Ter terechtzitting van 14 juni 2011 hebben de vertegenwoordigers van Salemink, het UWV, de regering van het Koninkrijk der Nederlanden, de Helleense Republiek en het Koninkrijk Spanje alsmede van de Commissie mondelinge opmerkingen gemaakt.

V – Argumenten van partijen

29.

Salemink stelt dat het Nederlandse recht van toepassing is, aangezien zijn situatie kan worden vergeleken met die van op een Nederlands schip varende personen, die verplicht aan de Nederlandse sociale zekerheid zijn onderworpen.

30.

Het UWV, de Spaanse, de Griekse en de Nederlandse regering alsmede de Commissie hebben zich gebogen over de vraag naar de op het continentaal plat toepasselijke regeling, en concreet over de vraag of op dit plat uitgeoefende werkzaamheden moeten worden geacht op het grondgebied van Nederland te worden verricht.

31.

Het UWV en de Nederlandse regering wijzen deze mogelijkheid af.

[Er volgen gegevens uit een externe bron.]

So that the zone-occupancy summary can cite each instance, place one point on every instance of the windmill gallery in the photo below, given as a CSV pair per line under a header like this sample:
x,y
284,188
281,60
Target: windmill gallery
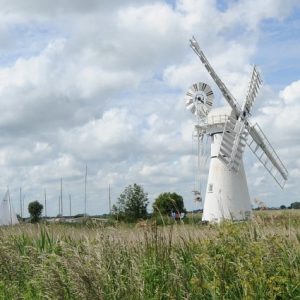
x,y
230,130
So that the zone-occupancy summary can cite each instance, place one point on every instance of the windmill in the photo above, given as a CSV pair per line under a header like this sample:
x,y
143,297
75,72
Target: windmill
x,y
230,130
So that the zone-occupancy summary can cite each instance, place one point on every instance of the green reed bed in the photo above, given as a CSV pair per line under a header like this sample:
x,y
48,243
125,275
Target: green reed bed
x,y
256,260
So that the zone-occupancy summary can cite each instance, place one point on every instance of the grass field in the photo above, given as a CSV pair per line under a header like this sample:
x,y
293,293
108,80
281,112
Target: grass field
x,y
254,260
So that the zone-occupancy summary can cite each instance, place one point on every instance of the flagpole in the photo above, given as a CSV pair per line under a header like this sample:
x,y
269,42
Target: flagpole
x,y
85,190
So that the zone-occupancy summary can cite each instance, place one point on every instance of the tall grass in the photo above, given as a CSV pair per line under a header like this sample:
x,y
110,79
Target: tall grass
x,y
257,260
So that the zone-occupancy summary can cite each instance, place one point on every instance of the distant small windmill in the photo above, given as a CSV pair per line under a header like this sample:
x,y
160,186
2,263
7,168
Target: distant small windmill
x,y
227,195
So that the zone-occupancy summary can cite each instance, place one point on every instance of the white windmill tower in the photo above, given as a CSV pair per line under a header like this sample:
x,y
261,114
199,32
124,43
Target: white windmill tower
x,y
227,195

Zij beroepen zich daarbij op de beperkte soevereine rechten die de staten over het continentaal plat uitoefenen, en verder op het feit dat het territoriale toepassingsgebied van verordening nr. 1408/71 zich slechts uitstrekt tot het grondgebied van de lidstaten. Voorts zijn beide partijen het erover eens dat de in de arresten Weber en Aldewereld ontwikkelde rechtspraak niet op het onderhavige geval van toepassing is. Zelfs indien Salemink zijn arbeid op het grondgebied van Nederland zou hebben verricht, staat volgens de Nederlandse regering verordening nr. 1408/71, nu hierin uitsluitend wetsconflicten worden geregeld, er hoe dan ook niet aan in de weg dat de lidstaten voor verschillende situaties verschillende socialezekerheidsregelingen vaststellen, en is Nederland dus niet verplicht om op het continentaal plat dezelfde regeling toe te passen als die welke op het eigenlijke Nederlandse grondgebied geldt.

32.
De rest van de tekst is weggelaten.